Both patients underwent PET imaging with 11C-UCB-J, 11C-PiB and 18F-AV1451, as well as structural magnetic resonance imaging (MRI) (Bevan-Jones et al., 2017). They were compared to ten similarly aged control subjects, who were recruited from the JDR and local registers. Healthy controls had MMSE > 26, no cognitive symptoms, unstable/significant medical history or MRI contraindications.
PET and MRI imaging acquisition and preprocessing
All radioligands were prepared at the Wolfson Brain Imaging Centre, University of Cambridge (Milicevic-Sephton et al., 2020). 11C-UCB-J PET imaging (mean injected activity: 368 MBq controls; 325 MBq DLB cases) used dynamic scanning for 90 min on a GE SIGNA PET/MR (GE Healthcare, Waukesha, USA), with attenuation correction including the use of a multi-subject atlas method (Burgos et al., 2014; Wu & Carson, 2002). For the DLB patients only, additional static 11C-PiB (550 MBq) and dynamic 18F-AV-1451 (370 MBq) PET scans were performed. Each emission image series was aligned using SPM12 (https://www.fil.ion.ucl.ac.uk/spm/software/spm12) to ameliorate the impact of patient motion during data acquisition and then rigidly registered to the corresponding T1-weighted MRI image. The Hammersmith atlas (http://brain-development.org/brain-atlases) regions of interest (ROIs) were non-rigidly registered to each T1-weighted MRI image. Regional time-activity curves were corrected for cerebrospinal fluid partial volume using SPM12 tissue probability maps smoothed to PET spatial resolution. 11C-UCB-J non-displaceable binding potential (BPND) was determined using a basis function implementation of the simplified reference tissue model (Wu & Carson, 2002), with the reference tissue defined in the centrum semiovale (Koole et al., 2019). Regional 11C-PiB standardized uptake value ratio (SUVR) was determined using cerebellar grey matter as the reference tissue, which was also used as the reference region for 18F-AV-1451 BPND quantified using a basis function simplified reference tissue model.
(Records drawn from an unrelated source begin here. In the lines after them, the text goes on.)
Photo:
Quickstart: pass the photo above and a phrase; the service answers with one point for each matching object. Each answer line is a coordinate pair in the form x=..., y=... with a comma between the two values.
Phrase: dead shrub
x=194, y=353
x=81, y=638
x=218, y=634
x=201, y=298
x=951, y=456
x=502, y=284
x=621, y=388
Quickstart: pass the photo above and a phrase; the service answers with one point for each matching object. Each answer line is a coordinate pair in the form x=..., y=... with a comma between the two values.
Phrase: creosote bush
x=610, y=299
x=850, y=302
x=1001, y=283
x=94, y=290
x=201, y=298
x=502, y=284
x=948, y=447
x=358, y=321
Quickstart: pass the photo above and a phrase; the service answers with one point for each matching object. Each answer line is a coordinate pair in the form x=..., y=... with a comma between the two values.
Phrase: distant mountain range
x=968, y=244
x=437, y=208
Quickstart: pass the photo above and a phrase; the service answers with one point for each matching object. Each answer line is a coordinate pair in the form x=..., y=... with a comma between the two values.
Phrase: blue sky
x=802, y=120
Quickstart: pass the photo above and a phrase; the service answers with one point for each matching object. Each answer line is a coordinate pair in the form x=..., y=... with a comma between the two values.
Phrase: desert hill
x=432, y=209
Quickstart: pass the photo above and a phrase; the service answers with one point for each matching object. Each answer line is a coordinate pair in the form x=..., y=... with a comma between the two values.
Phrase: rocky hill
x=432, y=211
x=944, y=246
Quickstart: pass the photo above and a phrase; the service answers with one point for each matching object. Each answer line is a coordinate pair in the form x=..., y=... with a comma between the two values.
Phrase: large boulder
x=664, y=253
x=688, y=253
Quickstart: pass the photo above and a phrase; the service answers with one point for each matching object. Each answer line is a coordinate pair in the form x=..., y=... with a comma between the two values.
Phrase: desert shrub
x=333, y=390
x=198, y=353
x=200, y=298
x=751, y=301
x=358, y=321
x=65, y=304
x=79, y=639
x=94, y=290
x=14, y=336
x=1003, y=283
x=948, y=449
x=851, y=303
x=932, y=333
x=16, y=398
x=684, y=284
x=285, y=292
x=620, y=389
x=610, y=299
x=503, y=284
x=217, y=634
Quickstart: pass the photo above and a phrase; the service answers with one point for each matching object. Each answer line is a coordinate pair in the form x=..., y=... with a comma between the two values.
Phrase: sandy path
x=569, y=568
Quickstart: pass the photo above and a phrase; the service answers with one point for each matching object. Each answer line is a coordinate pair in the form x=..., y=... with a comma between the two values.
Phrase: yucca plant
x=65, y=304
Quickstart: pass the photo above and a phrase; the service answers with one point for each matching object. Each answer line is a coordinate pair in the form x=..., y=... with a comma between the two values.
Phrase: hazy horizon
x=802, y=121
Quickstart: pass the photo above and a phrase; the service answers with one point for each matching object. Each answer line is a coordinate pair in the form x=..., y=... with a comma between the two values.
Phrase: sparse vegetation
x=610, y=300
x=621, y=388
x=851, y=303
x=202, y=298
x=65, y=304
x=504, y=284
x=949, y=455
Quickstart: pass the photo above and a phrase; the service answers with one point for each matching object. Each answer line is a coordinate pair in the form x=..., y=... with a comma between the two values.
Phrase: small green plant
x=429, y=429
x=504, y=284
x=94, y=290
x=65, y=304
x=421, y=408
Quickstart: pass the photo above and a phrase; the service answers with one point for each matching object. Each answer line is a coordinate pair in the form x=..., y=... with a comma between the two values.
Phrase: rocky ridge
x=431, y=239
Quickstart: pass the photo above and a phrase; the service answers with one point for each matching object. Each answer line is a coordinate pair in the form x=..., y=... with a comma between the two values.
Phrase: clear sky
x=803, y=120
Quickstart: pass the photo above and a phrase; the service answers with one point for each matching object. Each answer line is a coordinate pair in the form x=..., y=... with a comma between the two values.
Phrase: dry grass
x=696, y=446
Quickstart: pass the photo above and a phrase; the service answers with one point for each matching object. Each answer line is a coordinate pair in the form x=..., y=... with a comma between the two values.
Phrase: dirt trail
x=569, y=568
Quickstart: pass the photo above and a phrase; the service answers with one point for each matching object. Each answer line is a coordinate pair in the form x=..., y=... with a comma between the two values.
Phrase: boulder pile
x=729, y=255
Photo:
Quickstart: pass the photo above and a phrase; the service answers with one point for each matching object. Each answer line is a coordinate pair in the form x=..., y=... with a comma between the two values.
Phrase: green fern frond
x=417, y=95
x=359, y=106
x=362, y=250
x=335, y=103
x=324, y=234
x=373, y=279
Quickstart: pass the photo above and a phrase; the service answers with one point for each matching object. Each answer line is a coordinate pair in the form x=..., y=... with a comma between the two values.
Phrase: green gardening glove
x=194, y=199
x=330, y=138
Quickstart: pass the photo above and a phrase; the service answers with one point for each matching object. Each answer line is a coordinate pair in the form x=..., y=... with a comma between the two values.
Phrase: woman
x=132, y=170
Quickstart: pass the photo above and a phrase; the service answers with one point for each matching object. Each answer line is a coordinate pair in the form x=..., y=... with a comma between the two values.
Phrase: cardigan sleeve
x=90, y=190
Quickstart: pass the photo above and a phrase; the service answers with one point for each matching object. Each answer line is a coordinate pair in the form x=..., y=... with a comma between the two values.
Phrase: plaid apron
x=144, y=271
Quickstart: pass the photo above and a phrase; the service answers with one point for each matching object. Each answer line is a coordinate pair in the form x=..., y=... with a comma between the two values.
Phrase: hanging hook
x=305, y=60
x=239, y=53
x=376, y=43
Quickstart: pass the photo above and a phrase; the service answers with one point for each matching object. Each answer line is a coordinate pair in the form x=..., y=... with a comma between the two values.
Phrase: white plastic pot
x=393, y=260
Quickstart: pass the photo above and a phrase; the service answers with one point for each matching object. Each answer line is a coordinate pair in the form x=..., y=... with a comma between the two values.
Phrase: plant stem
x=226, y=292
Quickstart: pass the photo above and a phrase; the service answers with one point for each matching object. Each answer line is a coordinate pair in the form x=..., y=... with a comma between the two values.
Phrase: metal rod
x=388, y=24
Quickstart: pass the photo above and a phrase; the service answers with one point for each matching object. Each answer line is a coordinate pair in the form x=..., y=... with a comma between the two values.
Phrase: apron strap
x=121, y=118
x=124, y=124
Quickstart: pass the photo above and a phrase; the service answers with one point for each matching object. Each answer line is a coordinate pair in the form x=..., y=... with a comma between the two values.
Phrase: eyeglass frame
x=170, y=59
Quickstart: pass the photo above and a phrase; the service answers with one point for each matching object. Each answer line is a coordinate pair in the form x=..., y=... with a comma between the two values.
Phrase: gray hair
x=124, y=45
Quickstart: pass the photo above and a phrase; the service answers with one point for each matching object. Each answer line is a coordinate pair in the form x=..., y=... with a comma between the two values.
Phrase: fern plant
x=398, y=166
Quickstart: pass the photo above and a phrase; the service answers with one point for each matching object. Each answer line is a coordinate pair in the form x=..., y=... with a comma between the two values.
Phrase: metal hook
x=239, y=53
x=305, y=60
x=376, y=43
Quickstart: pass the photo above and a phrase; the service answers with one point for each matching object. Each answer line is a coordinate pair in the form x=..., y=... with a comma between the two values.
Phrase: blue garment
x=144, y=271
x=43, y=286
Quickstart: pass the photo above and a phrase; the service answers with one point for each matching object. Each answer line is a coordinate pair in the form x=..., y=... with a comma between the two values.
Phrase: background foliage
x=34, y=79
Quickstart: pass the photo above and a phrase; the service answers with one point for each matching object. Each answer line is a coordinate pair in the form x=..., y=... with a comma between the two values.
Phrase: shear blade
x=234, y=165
MRI imaging used a 3T scanner (MAGNETOM Trio; Siemens Healthineers, Erlangen, Germany) including a magnetization-prepared rapid gradient echo (MPRAGE) T1-weighted sequence (repetition time = 2300 ms, echo time = 2.98 ms, field of view = 240 × 256 mm2, 176 slices, flip angle = 9°, isotropic 1 mm voxels). Grey matter volume was assessed by volume-based morphometry (VBM) with Computational Anatomy Toolbox 12 (CAT12) using the standard pipeline (http://www.neuro.uni-jena.de/cat) (Dahnke et al., 2013). Images were smoothed with the recommended 8 mm-full-width at half maximum Gaussian kernel and regional values were extracted from the Hammersmith atlas.
Statistical analysis
ROI-based comparison of 11C-UCB-J BPND and VBM data between the two DLB subjects (1/2 (50%) male, mean age 73 years) and 10 similarly aged controls (5/10 (50%) male, age mean ± SD 72.4 ± 3.4 years) was performed using a general linear model with repeated measure ANCOVA using age, sex and years of education as covariates. As 33 cortical and subcortical ROIs were assessed, we used a false discovery rate (FDR)-corrected p < 0.05 with Q = 0.15. Subsequently, regional Z-scores for 11C-UCB-J BPND, 11C-PiB SUVR, 18F-AV1451 BPND and VBM data were computed for the DLB subjects by comparing them to the control group. Region-by-region correlations between the different brain imaging modalities were performed for the DLB subjects using Spearman correlations.